Because the two of us share a lifelong passion for fabric, furniture, architecture and design (interior designers and restoration architects are not easily calmed), we decided to try to track down some of the blue and white cottons of China about which we had read in an old guidebook. It is known as “Blue Nankeen”.

Over the course of our stay, as we dug deeper into the neighborhoods of the city, we learned how a small number of workshops were still working with this historic and elusive cloth, about the cotton bolts which arrived periodically from distant villages in the countryside, and about how this fabric and its processes were rapidly becoming an endangered species. As is the case with so many other arts and crafts around the world, industrialization was taking over the economy and pushing aside the traditional handicrafts of many centuries past.

To rescue and sustain this extraordinary craft would not be easy. The challenge, we came to believe, was how to provide a level of support for the "old ways", to create a market in which the traditional methods of production could ensure a livelihood for those still working in these ancient art forms, and then hopefully attract others to join them in order to perpetuate this element of Chinese culture.

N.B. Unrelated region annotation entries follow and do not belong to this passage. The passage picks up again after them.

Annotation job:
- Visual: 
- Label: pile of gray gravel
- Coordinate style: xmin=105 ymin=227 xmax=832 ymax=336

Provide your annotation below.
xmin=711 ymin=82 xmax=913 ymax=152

And so, the Tiverton Trading Company was born.


OUR PHILANTHROPY

Today, in addition to designing and importing a line of products, we are seeking ways to support this ancient, handcrafted art form. A percentage of our online sales go to the China Hand-Print Blue Nankeen Exhibition Hall and the China Nantong Blue Calico Art Gallery. Both located in China, these galleries educate the public as well as display examples using the Blue Nankeen process. In the United States, we support the National Textile Museum in Washington, D.C. and the textile department of the Rhode Island School of Design Museum in Providence, Rhode Island.


ABOUT THE OWNERS

Anne Page began her professional life in the Knoll showroom textiles department, following Florence Knoll’s interest in fabrics as an essential element of design. For thirty years she had her own interior design practice, designing residential, office and club interiors. Charles Page founded an architectural practice specializing in the conservation and rehabilitation of historic structures. His many associations in that field included the creation of the Foundation for San Francisco’s Architectural Heritage and service as a trustee of the National Trust for Historic Preservation. Anne and Charles are currently furthering their design interests at the Rhode Island School of Design (Anne in drawing/painting and Charles in photography/computer graphics).  They live with their twelve year-old yellow Labrador in rural Rhode Island, looking out to the Atlantic Ocean.